Das bunte Licht

Das Sonnenlicht brach sich durch das bunte Fenster, während der Priester sprach. Mit diesem seltsamen hohen Singsang, den diese Priester so oft einnehmen, wenn sie ihre Predigt anstimmen. Als würde er nie Atem holen. Keinen Satz endgültig abschließen. Weihevoll. Ergriffen. Ergriffen wovon? Von sich selbst? Von der Pracht seines Gottes? Oder dessen Sohn? Oder dem heiligen Geist? Seltsame Sache, diese Dreifaltigkeit. Eins und dann doch in drei geteilt.
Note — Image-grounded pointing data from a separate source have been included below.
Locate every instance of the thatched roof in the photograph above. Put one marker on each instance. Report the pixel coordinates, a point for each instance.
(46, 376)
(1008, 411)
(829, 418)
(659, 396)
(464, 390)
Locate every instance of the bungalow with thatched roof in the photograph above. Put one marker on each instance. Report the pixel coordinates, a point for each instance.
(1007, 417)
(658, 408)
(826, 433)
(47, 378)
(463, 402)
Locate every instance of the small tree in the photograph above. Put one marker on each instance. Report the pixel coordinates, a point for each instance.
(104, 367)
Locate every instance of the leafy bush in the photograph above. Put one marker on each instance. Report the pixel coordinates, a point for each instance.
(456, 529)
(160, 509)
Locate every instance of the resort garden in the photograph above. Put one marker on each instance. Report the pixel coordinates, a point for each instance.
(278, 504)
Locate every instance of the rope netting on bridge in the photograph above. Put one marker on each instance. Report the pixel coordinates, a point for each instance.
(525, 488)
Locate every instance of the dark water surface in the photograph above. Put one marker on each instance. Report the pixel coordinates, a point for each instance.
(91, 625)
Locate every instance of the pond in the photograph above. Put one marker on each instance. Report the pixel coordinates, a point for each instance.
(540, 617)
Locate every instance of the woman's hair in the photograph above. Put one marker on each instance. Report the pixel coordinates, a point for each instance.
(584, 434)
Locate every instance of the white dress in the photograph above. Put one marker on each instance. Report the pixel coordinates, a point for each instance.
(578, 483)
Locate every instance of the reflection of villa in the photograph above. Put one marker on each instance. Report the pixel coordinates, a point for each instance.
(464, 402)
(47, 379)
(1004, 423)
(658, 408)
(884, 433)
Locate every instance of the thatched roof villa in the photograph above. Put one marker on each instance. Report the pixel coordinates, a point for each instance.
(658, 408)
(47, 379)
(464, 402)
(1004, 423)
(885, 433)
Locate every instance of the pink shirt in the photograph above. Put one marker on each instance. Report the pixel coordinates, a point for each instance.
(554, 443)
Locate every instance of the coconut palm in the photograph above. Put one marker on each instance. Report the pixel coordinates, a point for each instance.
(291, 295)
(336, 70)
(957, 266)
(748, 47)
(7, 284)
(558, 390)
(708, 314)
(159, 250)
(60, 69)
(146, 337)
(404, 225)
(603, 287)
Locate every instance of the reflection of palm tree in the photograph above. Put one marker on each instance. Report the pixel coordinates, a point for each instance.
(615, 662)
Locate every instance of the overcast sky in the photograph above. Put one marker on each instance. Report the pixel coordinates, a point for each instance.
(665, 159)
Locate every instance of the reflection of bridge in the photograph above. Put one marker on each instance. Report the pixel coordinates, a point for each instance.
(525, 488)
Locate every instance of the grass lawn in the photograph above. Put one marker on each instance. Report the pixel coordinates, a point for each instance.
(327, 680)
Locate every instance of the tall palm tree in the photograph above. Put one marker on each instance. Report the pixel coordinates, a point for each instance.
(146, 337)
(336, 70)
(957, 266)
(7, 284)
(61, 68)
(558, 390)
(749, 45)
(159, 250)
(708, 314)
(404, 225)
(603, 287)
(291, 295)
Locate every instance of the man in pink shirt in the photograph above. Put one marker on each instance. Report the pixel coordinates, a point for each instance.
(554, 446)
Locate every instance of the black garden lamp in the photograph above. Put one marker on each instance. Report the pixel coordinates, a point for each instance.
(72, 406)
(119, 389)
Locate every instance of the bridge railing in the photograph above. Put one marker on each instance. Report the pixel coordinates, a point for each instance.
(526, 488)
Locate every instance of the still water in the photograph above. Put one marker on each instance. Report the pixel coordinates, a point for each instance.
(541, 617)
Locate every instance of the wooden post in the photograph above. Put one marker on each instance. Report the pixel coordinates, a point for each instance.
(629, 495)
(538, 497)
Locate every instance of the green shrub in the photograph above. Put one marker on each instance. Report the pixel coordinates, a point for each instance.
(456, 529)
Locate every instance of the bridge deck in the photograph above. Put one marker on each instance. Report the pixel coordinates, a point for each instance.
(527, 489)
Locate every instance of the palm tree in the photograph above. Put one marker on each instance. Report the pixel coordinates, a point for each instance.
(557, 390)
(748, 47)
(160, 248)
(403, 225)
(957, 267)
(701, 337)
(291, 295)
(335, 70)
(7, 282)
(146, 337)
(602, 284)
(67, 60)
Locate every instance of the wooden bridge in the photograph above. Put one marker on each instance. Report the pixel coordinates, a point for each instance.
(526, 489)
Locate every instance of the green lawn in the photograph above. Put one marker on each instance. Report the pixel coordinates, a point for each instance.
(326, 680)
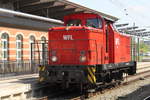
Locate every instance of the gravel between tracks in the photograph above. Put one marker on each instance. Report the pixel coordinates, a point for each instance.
(134, 91)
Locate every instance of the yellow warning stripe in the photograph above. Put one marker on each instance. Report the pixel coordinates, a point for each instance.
(91, 74)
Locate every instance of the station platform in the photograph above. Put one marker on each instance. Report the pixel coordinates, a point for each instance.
(22, 87)
(19, 88)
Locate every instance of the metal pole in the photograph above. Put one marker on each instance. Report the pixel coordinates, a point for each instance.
(138, 49)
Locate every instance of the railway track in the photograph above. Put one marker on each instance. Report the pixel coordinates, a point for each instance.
(75, 95)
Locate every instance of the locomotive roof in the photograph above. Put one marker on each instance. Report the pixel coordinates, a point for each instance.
(56, 9)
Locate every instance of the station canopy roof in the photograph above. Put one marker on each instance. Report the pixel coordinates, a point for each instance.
(55, 9)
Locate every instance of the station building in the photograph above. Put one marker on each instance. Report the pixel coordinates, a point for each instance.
(24, 21)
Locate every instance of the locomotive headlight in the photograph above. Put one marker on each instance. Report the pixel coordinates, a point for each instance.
(54, 58)
(82, 58)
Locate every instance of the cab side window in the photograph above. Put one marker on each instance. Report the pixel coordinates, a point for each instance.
(74, 22)
(94, 22)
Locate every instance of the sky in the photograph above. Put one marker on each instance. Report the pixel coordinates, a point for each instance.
(128, 11)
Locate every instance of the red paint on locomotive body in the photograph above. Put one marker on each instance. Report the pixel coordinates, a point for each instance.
(101, 45)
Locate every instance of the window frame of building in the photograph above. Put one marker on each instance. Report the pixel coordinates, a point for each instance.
(4, 46)
(32, 40)
(19, 47)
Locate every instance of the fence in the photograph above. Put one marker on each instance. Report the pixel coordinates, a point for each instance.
(15, 68)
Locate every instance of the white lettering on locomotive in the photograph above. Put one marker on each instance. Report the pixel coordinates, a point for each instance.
(67, 37)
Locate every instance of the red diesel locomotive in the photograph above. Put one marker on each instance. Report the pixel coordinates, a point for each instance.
(87, 51)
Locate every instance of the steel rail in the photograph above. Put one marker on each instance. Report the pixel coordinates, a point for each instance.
(20, 14)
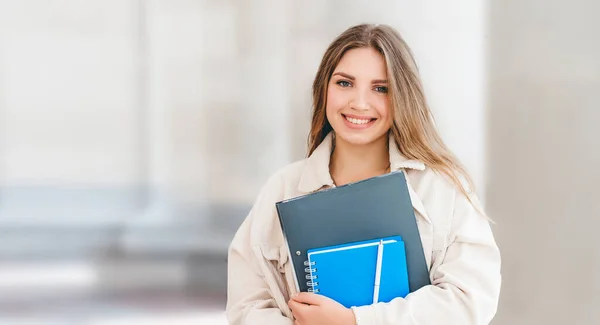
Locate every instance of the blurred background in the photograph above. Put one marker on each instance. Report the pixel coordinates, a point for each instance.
(135, 134)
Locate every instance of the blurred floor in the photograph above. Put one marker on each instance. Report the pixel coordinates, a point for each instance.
(87, 307)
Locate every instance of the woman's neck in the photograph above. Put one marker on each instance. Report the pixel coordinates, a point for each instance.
(351, 163)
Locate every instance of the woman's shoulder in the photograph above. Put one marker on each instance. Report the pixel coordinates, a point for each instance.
(283, 182)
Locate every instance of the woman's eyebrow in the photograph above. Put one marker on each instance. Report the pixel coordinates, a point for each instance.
(347, 76)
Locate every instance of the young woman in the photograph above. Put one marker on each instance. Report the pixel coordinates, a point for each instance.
(370, 117)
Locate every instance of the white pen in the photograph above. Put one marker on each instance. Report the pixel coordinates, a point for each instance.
(378, 272)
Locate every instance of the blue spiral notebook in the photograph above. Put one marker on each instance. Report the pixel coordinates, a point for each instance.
(346, 273)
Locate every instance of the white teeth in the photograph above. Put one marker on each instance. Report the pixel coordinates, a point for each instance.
(357, 121)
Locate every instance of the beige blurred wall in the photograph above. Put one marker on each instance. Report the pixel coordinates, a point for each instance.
(544, 153)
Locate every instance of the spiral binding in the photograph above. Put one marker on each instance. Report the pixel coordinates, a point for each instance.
(311, 276)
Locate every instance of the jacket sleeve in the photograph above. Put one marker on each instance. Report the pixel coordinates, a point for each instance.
(249, 298)
(465, 287)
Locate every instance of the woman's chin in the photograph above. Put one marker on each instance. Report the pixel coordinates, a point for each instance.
(358, 138)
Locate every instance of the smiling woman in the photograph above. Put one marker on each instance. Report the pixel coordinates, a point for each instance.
(370, 117)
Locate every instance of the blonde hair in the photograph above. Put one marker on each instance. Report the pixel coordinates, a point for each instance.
(413, 128)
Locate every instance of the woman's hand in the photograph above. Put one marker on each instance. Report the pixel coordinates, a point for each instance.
(312, 309)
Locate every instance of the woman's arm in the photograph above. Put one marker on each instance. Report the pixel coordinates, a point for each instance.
(249, 298)
(465, 287)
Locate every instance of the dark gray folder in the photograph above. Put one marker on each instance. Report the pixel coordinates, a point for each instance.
(369, 209)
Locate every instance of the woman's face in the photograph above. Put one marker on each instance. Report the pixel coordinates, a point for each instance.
(358, 107)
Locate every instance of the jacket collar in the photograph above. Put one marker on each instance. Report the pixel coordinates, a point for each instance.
(316, 171)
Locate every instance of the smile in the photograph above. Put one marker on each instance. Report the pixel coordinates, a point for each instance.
(359, 121)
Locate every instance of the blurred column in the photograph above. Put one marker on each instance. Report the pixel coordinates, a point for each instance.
(544, 176)
(70, 114)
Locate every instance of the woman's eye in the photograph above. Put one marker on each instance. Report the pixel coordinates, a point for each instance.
(343, 83)
(381, 89)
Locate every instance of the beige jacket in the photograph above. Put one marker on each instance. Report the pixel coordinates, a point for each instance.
(459, 246)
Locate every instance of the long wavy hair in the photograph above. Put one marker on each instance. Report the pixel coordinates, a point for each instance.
(413, 128)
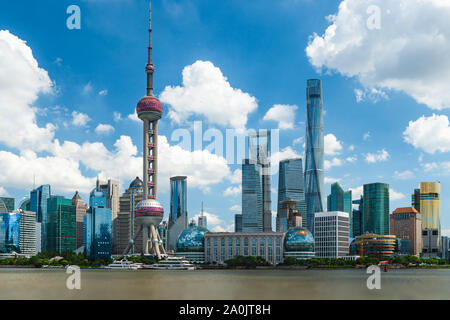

Eins, aber doch nicht von dieser Welt, voller Überhöhung, voll seligen und doch im Grunde so verächtlichen Mitleids für dieses „Jammertal“ des Diesseits. 
 
Das Sonnenlicht wurde schwächer. Doch die schwindende Intensität des Lichts machte die Buntheit, die das Kirchenfenster unter das Licht mischte, nicht minder beeindruckend. Der Nordmann war fasziniert. Er schaute auf das gebrochene, helle und doch so dunkle, eigentlich gelbweiße und dann doch bunte Licht, das in das kühle Gemäuer strömte. 
 
Warum, überlegte er, diese bunte Pracht? Er sah sich um. Pracht überall. Statuen. Büsten. Gold und Prunk. Die Kühle eines Schlossbaus, beherrscht von einem Kuttenträger, der im Singsang sprach. Diente es dazu, die Schäfchen zu beeindrucken? Diente es dazu, wie er den Priester mal in seinem Singsang-Tonfall hatte sagen hören, die Pracht und Herrlichkeit Gottes zu symbolisieren? 
 
Was muss das für ein Gott sein, überlegte der Nordmann weiter, der auf menschengemachten Prunk angewiesen ist, um seine Herrlichkeit zu zeigen? Was ist das für ein Gott, der geschlossene Gemäuer braucht, um sich anbeten, um seine göttliche Präsenz seine Jünger fühlen zu lassen? Und was war das für ein Gott, der sein eigenes Licht verfremden lässt, bevor es auf seine Schäfchen trifft? So schön bunt, so ästhetisch. Und zugleich doch eine Unterbrechung des Natürlichen, welches der Nordmann so lange gewohnt gewesen war. 
 
Plötzlich fühlte er Sehnsucht. Die Sehnsucht nach etwas Unverfälschtem, nach dem Unverfremdeten. Die Sehnsucht, das grelle, warme, weißgelbe Licht der Sonne auf seiner Haut zu spüren. Den kalten Wind auf seinem Gesicht zu spüren. Die Präsenz göttlicher Kraft zu fühlen, zu erleben, in seinem Herzen zu finden, anstatt sie von einem Kuttenträger im Singsang und fremder Sprache erklärt zu bekommen. So sehr fühlte er diese Sehnsucht, dass sie ihn fast zerriss! Eine seltsame Mischung aus Zorn und Erleichterung ergriff Besitz von ihm. Zorn, dass man ihm die Götter nehmen wollte, die er doch so leibhaftig hatte erleben können, die ihn sein Leben lang begleitet hatten. Erleichterung darüber, dass er plötzlich eines ganz sicher wusste. Er würde sie wieder spüren, wenn er diesen Ort mit seinem bunten Licht und seinem hallenden Singsang hinter sich gebracht hatte. 
 
Er stand auf und ging. Ging immer schneller. Der Sonne und dem kalten Wind entgegen. Draußen holte er tief Luft. Und er spürte. Und fühlte. Unverfälscht. Innig. Göttlich. Er wusste: Er war eins – mit allem. Niemand, niemand auf dieser Welt würde das jemals ändern können. Der Nordmann weinte. Und er lächelte. Er war ungebrochen.